Kaltain dava um leve sorriso para Celaena.
— Não toque nela, não fale com ela, não olhe para ela — ordenou o capitão, como se não
houvesse uma parede de grades separando as duas mulheres.
Kaltain apenas bufou e se aninhou de lado. Chaol latiu ordens para os guardas a respeito de
comida e rações de água e com que frequência a guarda deveria ser trocada, então saiu da
masmorra pisando duro.
Dorian o seguiu silenciosamente. Não sabia por onde começar. Luto tomava conta de seu
corpo em ondas conforme ele percebia, repetidas vezes, que Nehemia estava morta; havia a repulsa
e o terror daquilo que vira no quarto; e havia o horror e o alívio por ter, de alguma forma, usado seu poder para impedir a mão de Celaena antes que ela esfaqueasse Chaol, e que ninguém, exceto ela,
notara.
E quando a assassina mostrara os dentes para ele... Dorian vira algo tão selvagem em seus
olhos que chegou a estremecer.
Estavam na metade da escadaria de pedra espiralada, saindo da masmorra, quando Chaol
subitamente se jogou em um degrau, apoiando a cabeça nas mãos.
— O que foi que eu fiz! — sussurrou o capitão.
E apesar do que estivesse mudando entre os dois, o príncipe não podia deixar Chaol. Não
naquela noite. Não quando ele também precisava de alguém com quem se sentar.

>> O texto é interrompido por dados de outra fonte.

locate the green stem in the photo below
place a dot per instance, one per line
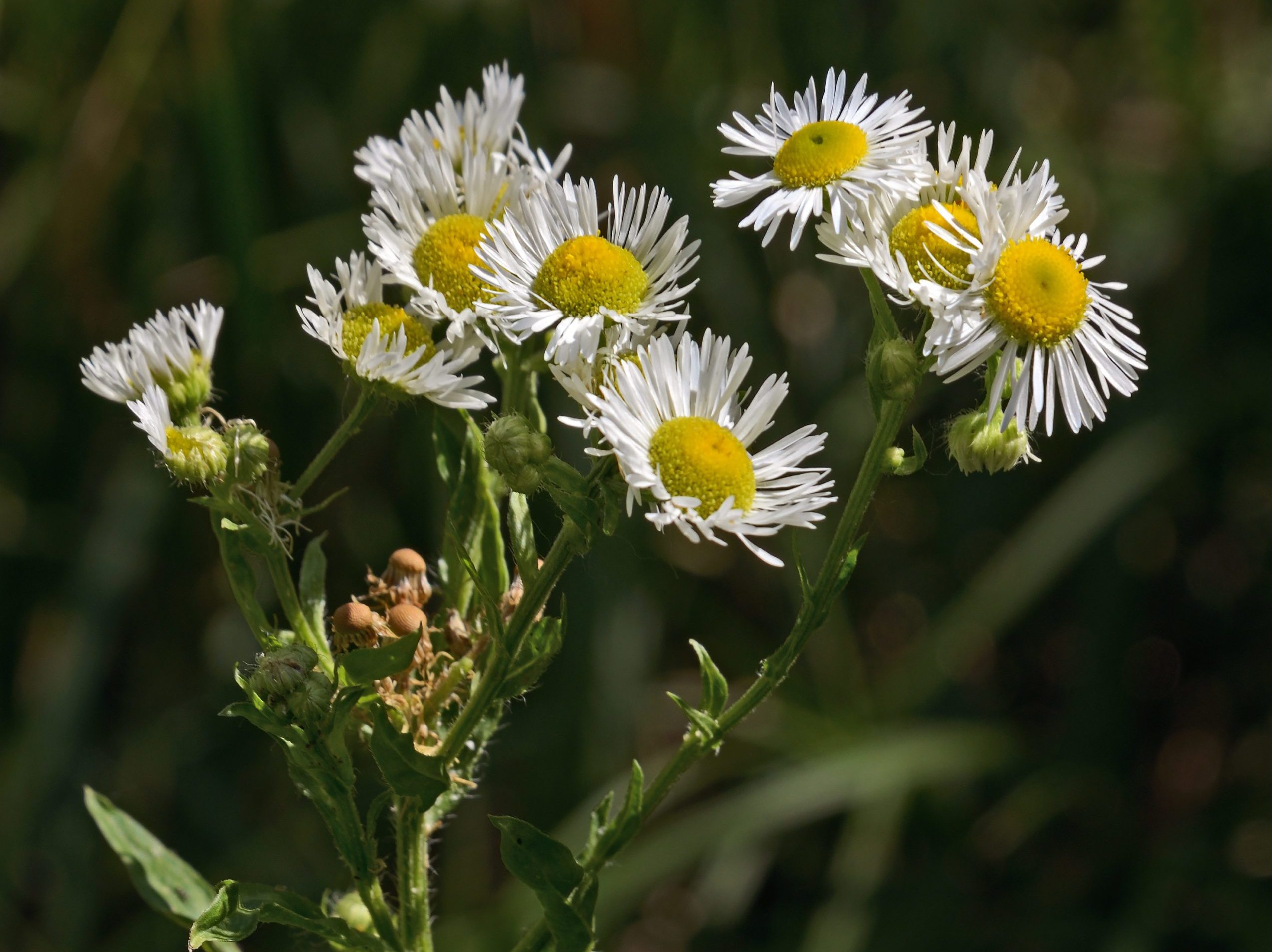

— Conte o que aconteceu — falou Dorian, em voz baixa, sentando no degrau ao lado do
capitão e fitando a luz sombria da escada.
Então Chaol contou.
Dorian ouviu sobre o sequestro, sobre algum grupo de rebeldes tentando usar Chaol para
conseguir que Celaena confiasse neles, sobre ela invadir o armazém e cortar homens como se
fossem nada. Sobre como o rei contara ao capitão a respeito de uma ameaça anônima a Nehemia
uma semana antes e ordenara que ele ficasse de olho na princesa. Sobre como o rei queria que a
princesa fosse interrogada e pedira a Chaol que mantivesse Celaena longe naquela noite. E então
sobre Archer — o homem que a assassina fora ordenada a matar semanas antes —, explicando que
aquilo era um código para o assassinato de Nehemia. E, por fim, sobre como Celaena correu dos
cortiços até o castelo e descobriu que era tarde demais para salvar a amiga.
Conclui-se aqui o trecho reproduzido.